Leonardo DiCaprio to bez wątpienia jeden z najlepszych aktorów średniego pokolenia.Uważam,że w przyszłości ma szansę zostać następcą wielkiego Roberta De Niro czy Ala Pacino.Pośród panującego wszędzie kiczu i tandety Leo wybiera produkcje sensowne posiadające ciekawą fabułę jak Infiltracja,Wyspa tajemnic czy Incepcja.Dla sceptyków polecam obejrzeć szczególnie:Co gryzie Gilberta Grape'a;Przetrwać w Nowym Jorku czy Chłopięcy świat gdzie grał u boku samego mistrza De Niro.Zasłużona 8,choć nie ukrywam,że w przyszłości chciałbym postawić 10.
Również w pełni się zgadzam.Widziałam wiele jego filmów.Niejako dorastałam razem z nimi. Uwielbiam go jako aktora i cenie jego niewątpliwy talent.;)
O nie! Na to się zgodzić nie mogę! Porównujesz Ala Pacino oraz Roberta de Niro z tym kmiotkiem? Litości... tamci to prawdziwi aktorzy grający prawdziwych twardzieli, a ten chłopiec zgrywa się na "prawdziwego mężczyznę", ale wychodzi mu to raczej cienko...

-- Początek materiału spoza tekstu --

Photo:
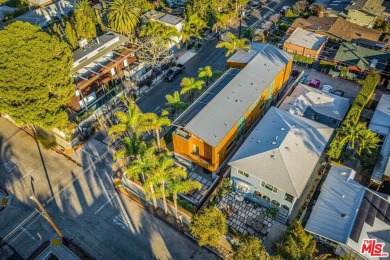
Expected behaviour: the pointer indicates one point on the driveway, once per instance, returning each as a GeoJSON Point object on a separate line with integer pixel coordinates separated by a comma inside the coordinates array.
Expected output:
{"type": "Point", "coordinates": [81, 201]}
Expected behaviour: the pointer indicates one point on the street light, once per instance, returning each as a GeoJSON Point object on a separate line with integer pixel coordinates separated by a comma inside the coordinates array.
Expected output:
{"type": "Point", "coordinates": [47, 216]}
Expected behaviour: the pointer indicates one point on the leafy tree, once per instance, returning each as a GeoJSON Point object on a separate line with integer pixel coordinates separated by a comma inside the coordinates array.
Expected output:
{"type": "Point", "coordinates": [234, 44]}
{"type": "Point", "coordinates": [175, 102]}
{"type": "Point", "coordinates": [123, 16]}
{"type": "Point", "coordinates": [250, 247]}
{"type": "Point", "coordinates": [208, 225]}
{"type": "Point", "coordinates": [35, 82]}
{"type": "Point", "coordinates": [297, 244]}
{"type": "Point", "coordinates": [191, 85]}
{"type": "Point", "coordinates": [205, 74]}
{"type": "Point", "coordinates": [71, 36]}
{"type": "Point", "coordinates": [178, 183]}
{"type": "Point", "coordinates": [289, 14]}
{"type": "Point", "coordinates": [85, 20]}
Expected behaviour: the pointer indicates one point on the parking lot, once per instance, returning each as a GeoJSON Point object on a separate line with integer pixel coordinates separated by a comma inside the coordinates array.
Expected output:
{"type": "Point", "coordinates": [349, 88]}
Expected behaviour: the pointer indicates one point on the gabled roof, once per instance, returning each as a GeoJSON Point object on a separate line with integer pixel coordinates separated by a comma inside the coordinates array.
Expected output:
{"type": "Point", "coordinates": [221, 113]}
{"type": "Point", "coordinates": [371, 6]}
{"type": "Point", "coordinates": [362, 57]}
{"type": "Point", "coordinates": [283, 150]}
{"type": "Point", "coordinates": [306, 39]}
{"type": "Point", "coordinates": [322, 103]}
{"type": "Point", "coordinates": [337, 27]}
{"type": "Point", "coordinates": [340, 194]}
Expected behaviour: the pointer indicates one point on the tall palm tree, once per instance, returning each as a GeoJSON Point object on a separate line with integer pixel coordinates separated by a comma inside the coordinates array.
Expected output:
{"type": "Point", "coordinates": [178, 183]}
{"type": "Point", "coordinates": [123, 16]}
{"type": "Point", "coordinates": [175, 102]}
{"type": "Point", "coordinates": [190, 85]}
{"type": "Point", "coordinates": [153, 122]}
{"type": "Point", "coordinates": [234, 44]}
{"type": "Point", "coordinates": [132, 122]}
{"type": "Point", "coordinates": [205, 73]}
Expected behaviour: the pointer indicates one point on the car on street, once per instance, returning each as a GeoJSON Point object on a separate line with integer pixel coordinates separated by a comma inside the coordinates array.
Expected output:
{"type": "Point", "coordinates": [326, 88]}
{"type": "Point", "coordinates": [339, 93]}
{"type": "Point", "coordinates": [174, 72]}
{"type": "Point", "coordinates": [315, 83]}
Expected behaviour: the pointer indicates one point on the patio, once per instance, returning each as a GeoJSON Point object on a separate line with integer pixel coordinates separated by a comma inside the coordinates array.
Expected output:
{"type": "Point", "coordinates": [244, 216]}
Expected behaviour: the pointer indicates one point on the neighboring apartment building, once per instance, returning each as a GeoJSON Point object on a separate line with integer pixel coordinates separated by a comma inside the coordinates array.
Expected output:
{"type": "Point", "coordinates": [359, 59]}
{"type": "Point", "coordinates": [346, 213]}
{"type": "Point", "coordinates": [168, 20]}
{"type": "Point", "coordinates": [312, 103]}
{"type": "Point", "coordinates": [336, 28]}
{"type": "Point", "coordinates": [210, 128]}
{"type": "Point", "coordinates": [305, 43]}
{"type": "Point", "coordinates": [97, 65]}
{"type": "Point", "coordinates": [43, 16]}
{"type": "Point", "coordinates": [279, 160]}
{"type": "Point", "coordinates": [364, 12]}
{"type": "Point", "coordinates": [380, 124]}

Dlaczego nie mógłby być ich następcą?To tylko ludzie ,bardzo zdolni aczkolwiek tylko ludzie.Nie są to cuda natury i można starać się im dorównać .Nie są niedoścignieni w przeciwnym razie po co się starać ? Może lepiej osiąść na laurach bo i tak nie da się przebić ich talentu? Kto według Ciebie jest w stanie być ich godnym następcą ?Jest w ogóle ktoś taki?Czy przyjmujesz w ogóle taką możliwość?
Jaca37. Obejrzyj filmy które wypisałem powyżej to przestaniesz się oburzać.W swoim debiucie w wieku zaledwie 19 lat ten gość już miał nominację do Oscara za rolę Arniego Grape'a.Jedna z najlepiej zagranych ról w historii kina.